Francesco Ommassini, Leonora Armellini (foto Ennevi)

Se nella prima parte del concerto il pianoforte è stato il protagonista, nella seconda lo diventa l’orchestra in tutta la sua grandiosità. La Sinfonia n. 8 in sol maggiore, op. 88 di Antonin Dvoràk (1841 – 1904) richiede un’ampio organico: ottavino, 2 flauti, 2 oboi, 2 clarinetti, 2 fagotti, 4 corni, 2 trombe, 3 tromboni, basso tuba, timpani ed ovviamente tutti gli immancabili archi. Dvorak, ormai cinquantenne, completa ed esegue questa sinfonia a Praga nel 1889. In quel periodo sentiva il bisogno di distaccarsi dalla tradizione brahmsiana e tedesca che lo avevano portato al successo e tenta di dar maggior spazio ad un’inventiva personale. La Sinfonia n.8 non risulta particolarmente innovativa nella forma ma rimane comunque intriso nell’opera il tentativo di fuga da un linguaggio rigoroso. In tutti i 4 movimenti Allegro con brio, Adagio, Allegretto grazioso, Allegro, ma non troppo, Dvorak sviluppa i temi con criteri originali, a partire dal primo tempo dove affida  ai violoncelli la frase iniziale in sol minore (la Sinfonia è in sol maggiore). Lo spirito slavo e l’atmosfera leggendaria tipica della sua musica sono inconfondibili dalla prima all’ultima nota.

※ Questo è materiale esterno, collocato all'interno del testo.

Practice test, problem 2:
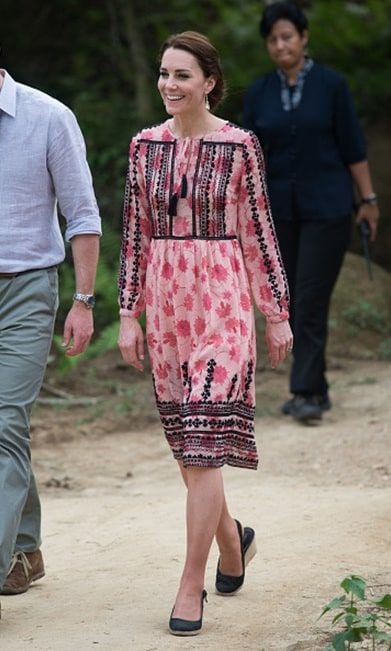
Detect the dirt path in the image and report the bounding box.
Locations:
[0,362,391,651]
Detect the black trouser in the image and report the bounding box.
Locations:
[275,216,351,395]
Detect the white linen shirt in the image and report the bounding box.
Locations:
[0,70,101,273]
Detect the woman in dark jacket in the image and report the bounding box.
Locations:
[243,2,379,422]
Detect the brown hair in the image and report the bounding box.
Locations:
[158,31,225,109]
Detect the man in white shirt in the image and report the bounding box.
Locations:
[0,70,101,616]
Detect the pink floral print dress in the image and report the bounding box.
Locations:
[119,122,289,468]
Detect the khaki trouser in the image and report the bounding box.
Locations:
[0,268,58,589]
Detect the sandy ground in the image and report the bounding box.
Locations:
[0,361,391,651]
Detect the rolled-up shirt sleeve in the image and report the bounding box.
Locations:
[47,107,101,241]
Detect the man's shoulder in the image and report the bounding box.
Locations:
[16,82,72,117]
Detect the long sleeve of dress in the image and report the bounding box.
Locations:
[239,132,289,321]
[119,138,151,317]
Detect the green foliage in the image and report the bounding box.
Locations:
[342,298,391,334]
[0,0,391,332]
[320,574,391,651]
[379,339,391,362]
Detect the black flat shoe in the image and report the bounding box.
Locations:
[215,520,257,597]
[168,590,208,636]
[281,393,331,421]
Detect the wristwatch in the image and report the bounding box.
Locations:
[360,192,377,205]
[73,292,95,310]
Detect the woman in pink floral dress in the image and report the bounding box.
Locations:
[119,32,292,635]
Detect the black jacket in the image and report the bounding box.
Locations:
[243,63,367,220]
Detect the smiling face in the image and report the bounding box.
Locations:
[158,47,215,116]
[266,19,308,71]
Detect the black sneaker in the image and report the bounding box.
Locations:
[281,393,331,416]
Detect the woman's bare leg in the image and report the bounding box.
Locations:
[178,461,243,576]
[173,462,243,620]
[173,467,224,620]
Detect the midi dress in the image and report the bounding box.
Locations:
[119,121,289,469]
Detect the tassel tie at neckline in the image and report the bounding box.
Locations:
[168,142,193,217]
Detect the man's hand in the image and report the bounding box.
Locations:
[118,316,144,371]
[265,321,293,368]
[62,301,94,357]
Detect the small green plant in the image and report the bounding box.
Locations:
[320,574,391,651]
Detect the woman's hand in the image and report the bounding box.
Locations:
[118,316,144,371]
[356,203,380,242]
[265,320,293,368]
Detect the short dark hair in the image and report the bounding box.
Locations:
[158,31,225,109]
[259,2,308,38]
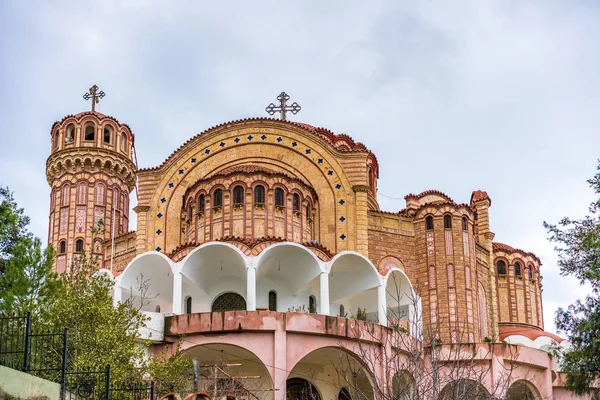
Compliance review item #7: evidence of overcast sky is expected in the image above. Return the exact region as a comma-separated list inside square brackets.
[0, 0, 600, 331]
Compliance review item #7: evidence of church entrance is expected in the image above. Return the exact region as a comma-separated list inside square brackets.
[212, 292, 246, 312]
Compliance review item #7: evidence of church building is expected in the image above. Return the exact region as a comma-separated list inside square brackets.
[46, 86, 578, 400]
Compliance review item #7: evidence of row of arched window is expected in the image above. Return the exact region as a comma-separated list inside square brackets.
[54, 122, 127, 153]
[425, 214, 469, 232]
[183, 290, 318, 314]
[496, 260, 534, 280]
[58, 239, 83, 254]
[188, 185, 311, 219]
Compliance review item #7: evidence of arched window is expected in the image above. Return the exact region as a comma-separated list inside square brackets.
[103, 126, 112, 144]
[444, 214, 452, 229]
[308, 294, 317, 314]
[213, 189, 223, 207]
[121, 132, 127, 153]
[254, 185, 265, 204]
[285, 378, 321, 400]
[65, 124, 75, 143]
[496, 260, 506, 275]
[269, 290, 277, 311]
[233, 186, 244, 205]
[515, 262, 523, 276]
[275, 188, 283, 207]
[83, 124, 96, 140]
[185, 296, 192, 314]
[212, 292, 246, 312]
[425, 215, 433, 231]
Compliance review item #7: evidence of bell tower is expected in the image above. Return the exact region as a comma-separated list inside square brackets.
[46, 85, 137, 273]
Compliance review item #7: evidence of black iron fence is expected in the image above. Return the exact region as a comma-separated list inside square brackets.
[0, 313, 155, 400]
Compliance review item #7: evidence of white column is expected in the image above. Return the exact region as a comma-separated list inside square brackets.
[246, 265, 256, 311]
[377, 285, 387, 326]
[319, 272, 329, 315]
[173, 271, 183, 315]
[113, 285, 123, 307]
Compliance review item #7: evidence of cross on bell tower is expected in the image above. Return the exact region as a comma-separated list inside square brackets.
[83, 85, 106, 112]
[265, 92, 302, 121]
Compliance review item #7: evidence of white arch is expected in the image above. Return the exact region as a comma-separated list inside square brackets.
[255, 242, 326, 311]
[173, 242, 247, 313]
[329, 251, 386, 324]
[115, 252, 174, 312]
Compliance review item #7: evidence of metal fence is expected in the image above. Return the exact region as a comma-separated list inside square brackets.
[0, 313, 155, 400]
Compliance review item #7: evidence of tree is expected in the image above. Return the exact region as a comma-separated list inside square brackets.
[0, 237, 61, 321]
[0, 186, 33, 273]
[544, 164, 600, 394]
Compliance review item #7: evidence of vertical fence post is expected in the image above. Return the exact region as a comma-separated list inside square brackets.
[23, 312, 31, 372]
[104, 364, 110, 400]
[60, 328, 69, 400]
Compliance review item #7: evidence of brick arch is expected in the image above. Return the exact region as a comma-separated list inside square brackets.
[145, 122, 360, 251]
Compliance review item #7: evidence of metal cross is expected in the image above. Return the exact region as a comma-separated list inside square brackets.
[265, 92, 302, 121]
[83, 85, 106, 111]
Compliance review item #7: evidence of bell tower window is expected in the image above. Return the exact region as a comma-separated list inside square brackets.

Il protagonismo dei legni e degli ottoni che dialogano con gli archi rendono tutte le sinfonie di Dvorak di grande effetto. La complessità orchestrale viene affrontata da Francesco Ommassini sul podio del direttore con spirito impavido e con gestualità chiara e ritmica.Un’energica sezione di violoncelli e contrabbassi si impone con un suono interessante, dialoga con i fiati pronti ed intonati e, nonostante una sezione di violini meno convincente, il carattere impulsivo del brano emerge pienamente.